As a variant of what OP is already doing..
One could create a list of all files to be synced, with aws s3 sync --dryrun

aws s3 sync s3://source-bucket s3://destination-bucket --dryrun
# or even
aws s3 ls s3://source-bucket --recursive

Using the list of objects to be synced, split the job into multiple aws s3 cp ... commands. This way, "aws cli" won't be just hanging there, while getting a list of sync candidates, as it does when one starts multiple sync jobs with --exclude "*" --include "1?/*" type arguments.

When all "copy" jobs are done, another sync might be worth it, for good measure, perhaps with --delete, if object might get deleted from "source" bucket.

In case of "source" and "destination" buckets located in different regions, one could enable cross-region bucket replication, before starting to sync the buckets..

anapsix
  • 1,847
  • 20
  • 18
  • I'd be curious to know the speed of this command when executed with a large dataset: `SOURCE_BUCKET="s3://source-bucket"; TARGET_BUCKET="s3://destination-bucket"; aws s3 ls ${SOURCE_BUCKET} --recursive | awk '{print $4}' | xargs -P 64 -I % aws s3 cp ${SOURCE_BUCKET}/% ${TARGET_BUCKET}/%` – Hames Nov 25 '20 at 01:38
7

New option in 2020:

We had to move about 500 terabytes (10 million files) of client data between S3 buckets. Since we only had a month to finish the whole project, and aws sync tops out at about 120megabytes/s... We knew right away this was going to be trouble.

I found this stackoverflow thread first, but when I tried most of the options here, they just weren't fast enough. The main problem is they all rely on serial item-listing. In order to solve the problem, I figured out a way to parallelize listing any bucket without any a priori knowledge. Yes, it can be done!

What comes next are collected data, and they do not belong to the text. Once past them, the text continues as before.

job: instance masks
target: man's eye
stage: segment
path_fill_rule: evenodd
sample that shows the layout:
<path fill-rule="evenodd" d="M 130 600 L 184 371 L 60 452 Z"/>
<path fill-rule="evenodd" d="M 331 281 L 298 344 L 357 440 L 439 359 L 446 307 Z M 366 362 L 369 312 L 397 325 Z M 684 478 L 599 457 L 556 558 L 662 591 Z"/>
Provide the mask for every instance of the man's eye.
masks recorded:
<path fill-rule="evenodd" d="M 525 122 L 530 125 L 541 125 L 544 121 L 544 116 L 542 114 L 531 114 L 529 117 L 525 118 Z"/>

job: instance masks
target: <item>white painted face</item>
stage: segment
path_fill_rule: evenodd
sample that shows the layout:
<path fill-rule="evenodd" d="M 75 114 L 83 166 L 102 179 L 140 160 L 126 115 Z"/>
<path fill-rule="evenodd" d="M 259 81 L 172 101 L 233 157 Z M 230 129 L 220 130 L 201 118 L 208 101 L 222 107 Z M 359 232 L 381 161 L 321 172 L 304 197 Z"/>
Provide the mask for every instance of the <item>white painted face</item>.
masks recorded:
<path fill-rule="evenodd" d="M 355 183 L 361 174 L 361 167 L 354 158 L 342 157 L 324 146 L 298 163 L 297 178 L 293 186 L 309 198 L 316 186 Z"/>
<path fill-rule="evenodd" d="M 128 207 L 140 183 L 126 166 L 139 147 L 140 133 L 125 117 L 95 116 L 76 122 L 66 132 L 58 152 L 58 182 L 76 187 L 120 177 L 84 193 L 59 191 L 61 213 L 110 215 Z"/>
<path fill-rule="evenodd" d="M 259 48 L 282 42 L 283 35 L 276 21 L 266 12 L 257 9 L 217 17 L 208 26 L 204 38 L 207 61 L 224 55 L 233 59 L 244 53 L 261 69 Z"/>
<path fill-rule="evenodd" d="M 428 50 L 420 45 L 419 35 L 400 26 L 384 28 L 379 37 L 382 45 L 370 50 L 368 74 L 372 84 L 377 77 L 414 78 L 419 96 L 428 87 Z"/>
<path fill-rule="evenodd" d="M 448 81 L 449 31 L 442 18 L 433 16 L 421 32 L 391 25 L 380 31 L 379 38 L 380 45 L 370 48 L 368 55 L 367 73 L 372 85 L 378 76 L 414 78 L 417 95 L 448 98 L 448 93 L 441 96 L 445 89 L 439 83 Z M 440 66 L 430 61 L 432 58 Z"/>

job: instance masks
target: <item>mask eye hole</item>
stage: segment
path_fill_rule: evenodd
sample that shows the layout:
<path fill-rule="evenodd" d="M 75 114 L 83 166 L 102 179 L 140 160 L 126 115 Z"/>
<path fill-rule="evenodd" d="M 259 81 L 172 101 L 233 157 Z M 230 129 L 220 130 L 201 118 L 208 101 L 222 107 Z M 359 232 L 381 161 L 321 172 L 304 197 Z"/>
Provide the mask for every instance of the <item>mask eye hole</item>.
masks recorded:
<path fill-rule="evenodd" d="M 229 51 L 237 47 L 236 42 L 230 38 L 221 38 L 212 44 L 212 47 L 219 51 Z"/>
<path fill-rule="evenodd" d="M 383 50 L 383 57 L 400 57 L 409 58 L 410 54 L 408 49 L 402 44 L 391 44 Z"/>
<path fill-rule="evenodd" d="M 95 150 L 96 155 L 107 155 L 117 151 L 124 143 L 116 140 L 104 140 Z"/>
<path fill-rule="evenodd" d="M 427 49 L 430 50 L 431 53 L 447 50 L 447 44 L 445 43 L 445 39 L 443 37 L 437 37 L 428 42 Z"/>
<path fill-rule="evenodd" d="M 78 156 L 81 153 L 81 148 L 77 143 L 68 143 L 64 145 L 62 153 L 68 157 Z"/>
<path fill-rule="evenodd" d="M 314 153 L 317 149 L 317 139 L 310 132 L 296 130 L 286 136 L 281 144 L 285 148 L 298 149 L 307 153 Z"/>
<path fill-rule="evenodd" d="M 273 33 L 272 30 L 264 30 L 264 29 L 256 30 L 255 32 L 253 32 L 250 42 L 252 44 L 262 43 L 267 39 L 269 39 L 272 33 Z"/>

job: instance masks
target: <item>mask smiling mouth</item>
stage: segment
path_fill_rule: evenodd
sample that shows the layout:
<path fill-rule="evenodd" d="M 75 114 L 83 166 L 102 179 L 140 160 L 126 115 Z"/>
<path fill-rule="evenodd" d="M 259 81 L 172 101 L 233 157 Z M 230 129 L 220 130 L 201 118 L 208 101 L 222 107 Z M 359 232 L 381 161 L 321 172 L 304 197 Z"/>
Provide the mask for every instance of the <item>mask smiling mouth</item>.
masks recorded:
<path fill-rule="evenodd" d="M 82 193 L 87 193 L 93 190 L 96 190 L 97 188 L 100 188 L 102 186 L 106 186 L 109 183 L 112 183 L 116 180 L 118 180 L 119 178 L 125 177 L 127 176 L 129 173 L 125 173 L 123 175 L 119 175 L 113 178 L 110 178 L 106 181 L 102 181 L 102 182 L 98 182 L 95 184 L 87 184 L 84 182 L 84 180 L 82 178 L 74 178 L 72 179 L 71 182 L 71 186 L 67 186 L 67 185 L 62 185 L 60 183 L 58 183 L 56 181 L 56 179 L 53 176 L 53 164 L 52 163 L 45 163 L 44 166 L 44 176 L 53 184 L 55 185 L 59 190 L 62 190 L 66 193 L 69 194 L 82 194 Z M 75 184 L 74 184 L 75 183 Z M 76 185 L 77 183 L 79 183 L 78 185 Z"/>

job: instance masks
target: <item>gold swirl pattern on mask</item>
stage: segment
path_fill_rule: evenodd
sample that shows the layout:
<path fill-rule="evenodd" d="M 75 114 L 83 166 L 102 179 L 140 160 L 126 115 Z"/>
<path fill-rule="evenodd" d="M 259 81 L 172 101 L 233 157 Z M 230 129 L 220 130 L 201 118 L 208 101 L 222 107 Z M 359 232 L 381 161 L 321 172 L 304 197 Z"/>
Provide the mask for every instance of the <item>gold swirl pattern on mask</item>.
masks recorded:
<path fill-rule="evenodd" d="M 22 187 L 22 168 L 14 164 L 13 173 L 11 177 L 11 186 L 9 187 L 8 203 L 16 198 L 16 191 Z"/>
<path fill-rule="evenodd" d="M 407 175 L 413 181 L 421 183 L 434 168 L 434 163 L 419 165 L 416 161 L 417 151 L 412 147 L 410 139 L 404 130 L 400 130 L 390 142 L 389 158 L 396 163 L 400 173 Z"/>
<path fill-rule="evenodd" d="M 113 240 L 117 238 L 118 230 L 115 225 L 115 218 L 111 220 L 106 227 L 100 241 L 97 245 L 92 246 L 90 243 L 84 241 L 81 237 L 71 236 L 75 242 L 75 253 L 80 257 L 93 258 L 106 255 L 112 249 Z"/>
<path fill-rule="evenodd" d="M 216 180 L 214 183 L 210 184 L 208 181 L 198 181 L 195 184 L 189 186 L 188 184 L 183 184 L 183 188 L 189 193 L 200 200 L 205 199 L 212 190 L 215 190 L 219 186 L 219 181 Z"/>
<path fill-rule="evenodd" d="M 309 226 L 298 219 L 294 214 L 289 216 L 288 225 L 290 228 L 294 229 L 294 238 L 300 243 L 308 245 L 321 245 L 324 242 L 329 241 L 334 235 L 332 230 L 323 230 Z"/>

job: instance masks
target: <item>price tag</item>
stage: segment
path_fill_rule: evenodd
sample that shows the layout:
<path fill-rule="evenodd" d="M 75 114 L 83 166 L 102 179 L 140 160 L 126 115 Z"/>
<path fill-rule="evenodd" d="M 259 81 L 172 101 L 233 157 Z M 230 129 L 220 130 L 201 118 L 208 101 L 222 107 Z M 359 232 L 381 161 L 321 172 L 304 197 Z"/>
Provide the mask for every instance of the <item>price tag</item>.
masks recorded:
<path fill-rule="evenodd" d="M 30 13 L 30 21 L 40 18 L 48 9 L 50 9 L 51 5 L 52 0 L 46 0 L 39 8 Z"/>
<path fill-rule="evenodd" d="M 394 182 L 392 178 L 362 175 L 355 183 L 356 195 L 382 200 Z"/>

The open source tool is called S3P.

With S3P we were able to sustain copy speeds of 8 gigabytes/second and listing speeds of 20,000 items/second using a single EC2 instance. (It's a bit faster to run S3P on EC2 in the same region as the buckets, but S3P is almost as fast running on a local machine.)

More info:

Or just try it out:

# Run in any shell to get command-line help. No installation needed:

npx s3p

(requirements nodejs, aws-cli and valid aws-cli credentials)

  • in my scenario I want to sync only those file which have been modified in last hour. Is there a way that s3p can help me achieve that? – Shivam Singh Mar 18 '21 at 12:59
  • Could you please share some examples of how to copy based on the last-modified date? – Shivam Singh Mar 18 '21 at 17:31
  • @ShivamSingh in your scenario, it maybe better to use [S3 same region replication or cross region replication](https://docs.aws.amazon.com/AmazonS3/latest/userguide/replication.html) depending on your use case. – Alex Jul 28 '21 at 16:39
4

Background: The bottlenecks in the sync command is listing objects and copying objects. Listing objects is normally a serial operation, although if you specify a prefix you can list a subset of objects. This is the only trick to parallelizing it. Copying objects can be done in parallel.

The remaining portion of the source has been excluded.